I tapped the shuttlecock gently numerous times and it bounced up like a ping pong ball each time! Then the coach showed me that it’s more of a slicing motion I need to achieve with my racket slanted rather than flat and my arm has to be higher than the racket while I slice upwards. This was quite a hard shot to practice and the shuttlecock was barely hitting the net, let alone going over.
After several attempts I finally got the motion into my noggin and started listening to the coach when he said my arm – specifically my elbow had to be higher than the racket and would you believe it, the shuttlecock began to topple over the net. Big woop! Literally, have you ever seen such a beautiful thing? I got the same buzz I usually get from buying a new shade of lipstick and trust me I love doing that! I need to practice this shot a lot though because it’s a difficult one!
The other thing the coach instilled in my brain was for me to keep my legs bent while playing. As soon as I stood up straight I would not get to the shuttlecock quick enough because I would not be in the ready position. So basically I spent 2 hours squatting. It did work and I did get to the shuttlecock much quicker than when I was static but now my thighs are on fire and I feel like my legs have been beaten with a stick. Oh the pain!
The coach had so many useful tips for me, I was trying to soak them all up like a sponge. I played doubles with him at the end which was fun and he gave me advice during the games. He wanted me to step to shots and extend my racket and arm rather than run to where the shuttlecock is and then try to hit it with my racket. This made so much sense as this uses less energy and your racket gets to the shuttlecock before you do. Also, I have found that when I run to where the shuttlecock is, I then don’t have enough space to hit it with my racket. This is something I also really need to practice so that it becomes a habit.
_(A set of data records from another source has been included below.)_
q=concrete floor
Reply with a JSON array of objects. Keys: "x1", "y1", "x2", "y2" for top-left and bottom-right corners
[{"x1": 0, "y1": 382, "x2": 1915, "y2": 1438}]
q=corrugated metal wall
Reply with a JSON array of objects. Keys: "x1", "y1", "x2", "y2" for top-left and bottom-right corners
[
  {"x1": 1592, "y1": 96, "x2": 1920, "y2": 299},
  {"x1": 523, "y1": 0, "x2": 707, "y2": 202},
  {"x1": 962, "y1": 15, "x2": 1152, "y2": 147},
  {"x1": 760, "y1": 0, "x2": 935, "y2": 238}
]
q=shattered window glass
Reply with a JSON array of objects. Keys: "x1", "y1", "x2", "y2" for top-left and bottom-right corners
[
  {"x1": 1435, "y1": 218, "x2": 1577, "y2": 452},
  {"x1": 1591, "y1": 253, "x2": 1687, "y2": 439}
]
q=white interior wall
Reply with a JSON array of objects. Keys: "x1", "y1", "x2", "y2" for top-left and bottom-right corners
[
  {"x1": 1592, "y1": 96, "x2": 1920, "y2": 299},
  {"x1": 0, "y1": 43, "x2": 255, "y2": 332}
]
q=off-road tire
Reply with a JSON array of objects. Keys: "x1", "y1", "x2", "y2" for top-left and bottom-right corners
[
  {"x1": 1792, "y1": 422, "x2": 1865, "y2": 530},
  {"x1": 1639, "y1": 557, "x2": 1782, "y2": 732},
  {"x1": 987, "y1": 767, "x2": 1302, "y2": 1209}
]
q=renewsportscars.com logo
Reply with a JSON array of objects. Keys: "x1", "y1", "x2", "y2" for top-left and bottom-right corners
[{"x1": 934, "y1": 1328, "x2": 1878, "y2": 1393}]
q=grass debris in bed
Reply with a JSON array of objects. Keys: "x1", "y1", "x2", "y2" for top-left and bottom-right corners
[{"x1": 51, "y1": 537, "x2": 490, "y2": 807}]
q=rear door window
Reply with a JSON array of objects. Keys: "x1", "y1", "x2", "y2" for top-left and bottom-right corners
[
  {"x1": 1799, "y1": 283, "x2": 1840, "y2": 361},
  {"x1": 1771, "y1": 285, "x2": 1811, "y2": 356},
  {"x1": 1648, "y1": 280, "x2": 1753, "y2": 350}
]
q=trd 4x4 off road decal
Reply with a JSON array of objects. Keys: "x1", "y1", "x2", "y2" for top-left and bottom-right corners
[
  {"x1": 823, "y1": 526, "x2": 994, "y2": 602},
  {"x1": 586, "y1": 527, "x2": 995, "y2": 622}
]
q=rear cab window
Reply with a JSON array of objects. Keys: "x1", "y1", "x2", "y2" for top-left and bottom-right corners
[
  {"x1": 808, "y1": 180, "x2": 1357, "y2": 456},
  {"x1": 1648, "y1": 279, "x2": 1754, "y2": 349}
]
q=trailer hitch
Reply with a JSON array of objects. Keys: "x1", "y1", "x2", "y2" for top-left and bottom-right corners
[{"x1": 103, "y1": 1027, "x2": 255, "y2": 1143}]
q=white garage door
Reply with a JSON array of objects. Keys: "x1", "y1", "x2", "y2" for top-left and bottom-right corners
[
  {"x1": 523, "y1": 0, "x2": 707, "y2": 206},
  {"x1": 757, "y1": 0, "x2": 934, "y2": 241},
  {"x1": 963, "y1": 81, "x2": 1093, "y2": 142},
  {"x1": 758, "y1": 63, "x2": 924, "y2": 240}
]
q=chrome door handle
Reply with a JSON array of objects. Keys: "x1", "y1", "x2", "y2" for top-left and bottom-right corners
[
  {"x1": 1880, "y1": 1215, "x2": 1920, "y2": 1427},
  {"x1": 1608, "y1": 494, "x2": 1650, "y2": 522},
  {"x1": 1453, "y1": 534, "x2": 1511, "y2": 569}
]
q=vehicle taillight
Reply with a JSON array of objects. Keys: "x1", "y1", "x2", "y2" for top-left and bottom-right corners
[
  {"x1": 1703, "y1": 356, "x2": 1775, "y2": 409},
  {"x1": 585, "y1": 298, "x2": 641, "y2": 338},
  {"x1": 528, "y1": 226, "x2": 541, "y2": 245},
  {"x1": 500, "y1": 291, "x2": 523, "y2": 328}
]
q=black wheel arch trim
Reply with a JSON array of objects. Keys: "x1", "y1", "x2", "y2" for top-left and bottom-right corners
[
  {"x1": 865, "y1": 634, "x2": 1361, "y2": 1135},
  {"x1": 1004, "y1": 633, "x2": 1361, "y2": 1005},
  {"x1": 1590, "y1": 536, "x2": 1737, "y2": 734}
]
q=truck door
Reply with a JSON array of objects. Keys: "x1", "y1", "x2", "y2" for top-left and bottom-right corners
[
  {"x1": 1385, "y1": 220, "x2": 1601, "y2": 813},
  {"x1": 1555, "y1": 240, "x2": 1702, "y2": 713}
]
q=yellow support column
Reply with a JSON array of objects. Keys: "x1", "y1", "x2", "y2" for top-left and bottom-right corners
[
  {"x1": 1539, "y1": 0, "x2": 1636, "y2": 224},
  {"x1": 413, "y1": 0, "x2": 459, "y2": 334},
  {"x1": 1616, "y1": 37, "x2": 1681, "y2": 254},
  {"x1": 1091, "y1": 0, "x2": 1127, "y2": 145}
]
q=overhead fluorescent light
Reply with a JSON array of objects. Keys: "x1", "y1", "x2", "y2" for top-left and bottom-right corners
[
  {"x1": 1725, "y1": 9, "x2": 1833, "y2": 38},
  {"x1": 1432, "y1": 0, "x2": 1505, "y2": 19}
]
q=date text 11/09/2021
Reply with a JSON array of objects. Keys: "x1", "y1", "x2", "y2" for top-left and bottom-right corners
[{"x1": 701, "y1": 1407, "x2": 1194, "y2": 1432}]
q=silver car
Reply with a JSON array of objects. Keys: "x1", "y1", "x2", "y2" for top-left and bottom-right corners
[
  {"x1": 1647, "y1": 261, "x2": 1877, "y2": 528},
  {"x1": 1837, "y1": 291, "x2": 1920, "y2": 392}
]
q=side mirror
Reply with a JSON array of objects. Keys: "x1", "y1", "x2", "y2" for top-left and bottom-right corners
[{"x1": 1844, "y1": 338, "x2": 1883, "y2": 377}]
So I have learnt all these useful tips and I really want to practice them. I am hoping to do so at Friday club and not revert back to just hitting the shuttlecock in any way possible to get a point. The problem with this is that something weird happens to me on the badminton court. I have found that I am quite competitive, I turn into Monica from Friends (yes I have the big hair to boot – think of the episode in the Bahamas) and I get this fire in my belly which is hard to stop!
Friday will need to be more about me practicing these shots rather than trying to get points. I realise that practicing these shots will mean missing them quite frequently but that is the only way to learn and will improve my game in the long term. As the Danish philosopher, Soren Kierkegaard said ‘to dare is to lose one’s footing momentarily. Not to dare is to lose oneself.